Configuring Connector Resources
There are four different types of jobs—SYNC, CHECK, DISCOVER and SPEC.
Although it is possible to configure resources for all four jobs, we focus on Sync jobs as it is the most frequently run job.
There are three different ways to configure connector resource requirements for a Sync:
- Instance-wide - applies to all containers in a Sync.
- Connector-specific - applies to all containers of that connector type in a Sync.
- Connection-specific - applies to all containers of that connection in a Sync.
In general, the narrower scope the requirement, the higher the precedence.
In decreasing order of precedence:
- Connection-specific - Highest precedence. Overrides all other configuration. We recommend using this on a case-by-case basis.
- Connector-specific - Second-highest precedence. Overrides instance-wide configuration. Mostly for internal Airbyte-use. We recommend staying away from this.
- Instance-wide - Lowest precedence. Overridden by all other configuration. Intended to be a default. We recommend setting this as a baseline.

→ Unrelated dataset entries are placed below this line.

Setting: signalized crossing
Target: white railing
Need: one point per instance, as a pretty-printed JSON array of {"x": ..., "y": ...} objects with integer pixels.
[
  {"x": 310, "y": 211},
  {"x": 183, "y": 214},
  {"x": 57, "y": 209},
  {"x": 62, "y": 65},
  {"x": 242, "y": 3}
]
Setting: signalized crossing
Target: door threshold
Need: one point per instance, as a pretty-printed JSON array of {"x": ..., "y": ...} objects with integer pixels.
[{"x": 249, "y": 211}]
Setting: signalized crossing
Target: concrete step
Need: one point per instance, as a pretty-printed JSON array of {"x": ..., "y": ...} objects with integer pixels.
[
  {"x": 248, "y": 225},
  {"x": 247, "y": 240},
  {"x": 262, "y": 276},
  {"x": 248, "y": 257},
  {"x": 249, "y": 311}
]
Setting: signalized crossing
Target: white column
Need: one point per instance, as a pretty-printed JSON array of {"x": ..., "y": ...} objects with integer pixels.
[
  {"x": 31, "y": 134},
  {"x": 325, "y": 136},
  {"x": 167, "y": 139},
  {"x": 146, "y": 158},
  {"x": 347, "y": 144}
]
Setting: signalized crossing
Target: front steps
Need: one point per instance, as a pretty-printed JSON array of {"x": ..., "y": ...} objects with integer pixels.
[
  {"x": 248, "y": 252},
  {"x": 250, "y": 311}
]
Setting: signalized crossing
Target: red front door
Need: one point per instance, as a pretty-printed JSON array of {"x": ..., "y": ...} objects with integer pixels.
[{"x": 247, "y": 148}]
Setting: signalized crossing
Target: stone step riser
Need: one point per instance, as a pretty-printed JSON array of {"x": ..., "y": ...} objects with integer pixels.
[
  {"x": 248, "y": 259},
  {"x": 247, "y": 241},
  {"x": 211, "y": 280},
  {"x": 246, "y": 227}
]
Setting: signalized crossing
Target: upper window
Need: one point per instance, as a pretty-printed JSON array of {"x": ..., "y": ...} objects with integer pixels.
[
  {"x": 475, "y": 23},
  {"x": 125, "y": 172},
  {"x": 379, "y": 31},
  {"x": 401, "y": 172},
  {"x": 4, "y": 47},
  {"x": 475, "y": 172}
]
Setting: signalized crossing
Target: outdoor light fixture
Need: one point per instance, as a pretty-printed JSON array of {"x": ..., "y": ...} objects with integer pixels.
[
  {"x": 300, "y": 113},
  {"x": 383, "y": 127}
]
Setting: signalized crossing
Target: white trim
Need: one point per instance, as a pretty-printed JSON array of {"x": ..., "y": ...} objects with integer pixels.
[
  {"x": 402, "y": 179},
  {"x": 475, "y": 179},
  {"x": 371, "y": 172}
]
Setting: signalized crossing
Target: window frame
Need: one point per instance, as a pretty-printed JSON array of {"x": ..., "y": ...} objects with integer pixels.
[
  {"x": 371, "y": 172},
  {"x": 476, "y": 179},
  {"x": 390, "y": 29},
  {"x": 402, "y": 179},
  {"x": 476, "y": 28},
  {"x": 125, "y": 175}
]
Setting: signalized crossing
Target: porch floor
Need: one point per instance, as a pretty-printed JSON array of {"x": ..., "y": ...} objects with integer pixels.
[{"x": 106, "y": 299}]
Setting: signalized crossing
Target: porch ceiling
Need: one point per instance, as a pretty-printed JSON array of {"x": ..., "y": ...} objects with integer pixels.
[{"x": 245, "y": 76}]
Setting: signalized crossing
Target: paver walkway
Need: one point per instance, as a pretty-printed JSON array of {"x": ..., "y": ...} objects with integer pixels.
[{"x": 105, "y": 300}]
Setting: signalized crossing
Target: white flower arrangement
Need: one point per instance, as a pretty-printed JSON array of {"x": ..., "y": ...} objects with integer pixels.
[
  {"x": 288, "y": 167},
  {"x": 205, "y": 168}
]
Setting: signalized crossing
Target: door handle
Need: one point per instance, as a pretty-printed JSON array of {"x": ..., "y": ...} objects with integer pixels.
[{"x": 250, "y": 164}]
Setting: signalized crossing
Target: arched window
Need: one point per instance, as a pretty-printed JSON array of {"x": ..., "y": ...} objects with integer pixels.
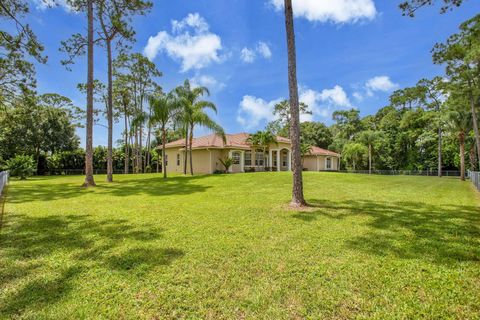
[
  {"x": 328, "y": 163},
  {"x": 236, "y": 157},
  {"x": 248, "y": 158},
  {"x": 259, "y": 157}
]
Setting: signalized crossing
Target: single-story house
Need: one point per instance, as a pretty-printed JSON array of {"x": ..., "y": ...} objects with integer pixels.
[{"x": 208, "y": 150}]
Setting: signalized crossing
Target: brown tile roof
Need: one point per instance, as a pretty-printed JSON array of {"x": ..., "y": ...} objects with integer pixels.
[
  {"x": 238, "y": 140},
  {"x": 316, "y": 151}
]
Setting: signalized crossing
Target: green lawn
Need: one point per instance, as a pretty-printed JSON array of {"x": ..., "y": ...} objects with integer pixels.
[{"x": 217, "y": 247}]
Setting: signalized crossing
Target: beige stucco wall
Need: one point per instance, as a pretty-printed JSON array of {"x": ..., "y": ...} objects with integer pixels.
[
  {"x": 207, "y": 161},
  {"x": 318, "y": 163},
  {"x": 204, "y": 161}
]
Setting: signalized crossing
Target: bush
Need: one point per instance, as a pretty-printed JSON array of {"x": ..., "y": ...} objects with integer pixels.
[{"x": 21, "y": 166}]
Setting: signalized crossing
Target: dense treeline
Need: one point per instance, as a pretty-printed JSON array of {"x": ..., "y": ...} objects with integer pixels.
[{"x": 430, "y": 126}]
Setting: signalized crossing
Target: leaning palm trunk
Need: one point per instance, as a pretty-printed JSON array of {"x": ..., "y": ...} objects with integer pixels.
[
  {"x": 185, "y": 154},
  {"x": 191, "y": 152},
  {"x": 461, "y": 140},
  {"x": 110, "y": 114},
  {"x": 475, "y": 126},
  {"x": 164, "y": 160},
  {"x": 439, "y": 152},
  {"x": 297, "y": 192},
  {"x": 369, "y": 159},
  {"x": 89, "y": 181},
  {"x": 127, "y": 155}
]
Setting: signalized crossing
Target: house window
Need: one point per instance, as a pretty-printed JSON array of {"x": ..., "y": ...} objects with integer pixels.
[
  {"x": 328, "y": 163},
  {"x": 236, "y": 157},
  {"x": 248, "y": 158},
  {"x": 259, "y": 157}
]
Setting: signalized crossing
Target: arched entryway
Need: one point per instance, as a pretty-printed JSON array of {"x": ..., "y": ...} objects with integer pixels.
[{"x": 280, "y": 159}]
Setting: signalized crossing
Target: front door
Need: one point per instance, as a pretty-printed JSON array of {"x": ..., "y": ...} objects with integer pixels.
[{"x": 236, "y": 157}]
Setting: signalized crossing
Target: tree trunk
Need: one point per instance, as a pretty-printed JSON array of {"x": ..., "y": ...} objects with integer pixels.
[
  {"x": 140, "y": 149},
  {"x": 461, "y": 140},
  {"x": 147, "y": 153},
  {"x": 298, "y": 199},
  {"x": 473, "y": 158},
  {"x": 439, "y": 152},
  {"x": 164, "y": 160},
  {"x": 475, "y": 126},
  {"x": 185, "y": 154},
  {"x": 127, "y": 162},
  {"x": 110, "y": 114},
  {"x": 191, "y": 152},
  {"x": 89, "y": 181},
  {"x": 369, "y": 159},
  {"x": 135, "y": 161}
]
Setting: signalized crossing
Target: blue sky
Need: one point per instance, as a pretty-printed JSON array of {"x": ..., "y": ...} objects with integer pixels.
[{"x": 350, "y": 53}]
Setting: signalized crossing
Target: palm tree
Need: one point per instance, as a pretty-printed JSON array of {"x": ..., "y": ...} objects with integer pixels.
[
  {"x": 262, "y": 139},
  {"x": 193, "y": 113},
  {"x": 89, "y": 181},
  {"x": 199, "y": 117},
  {"x": 354, "y": 152},
  {"x": 164, "y": 110},
  {"x": 368, "y": 138},
  {"x": 298, "y": 199},
  {"x": 460, "y": 124},
  {"x": 305, "y": 149}
]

Configuring Instance-Wide Requirements
Instance-wide requirements are the simplest requirement to configure. All that is needed is to set the following variables in your values.yaml
file.
JOB_MAIN_CONTAINER_CPU_REQUEST
- Define the job container's minimum CPU usage. Defaults to none.JOB_MAIN_CONTAINER_CPU_LIMIT
- Define the job container's maximum CPU usage. Defaults to none.JOB_MAIN_CONTAINER_MEMORY_REQUEST
- Define the job container's minimum RAM usage. Defaults to none.JOB_MAIN_CONTAINER_MEMORY_LIMIT
- Define the job container's maximum RAM usage. Defaults to none.
Configuring Connector-Specific Requirements
- Connect to the database and run the following query with the image name replaced to find the connector definition id.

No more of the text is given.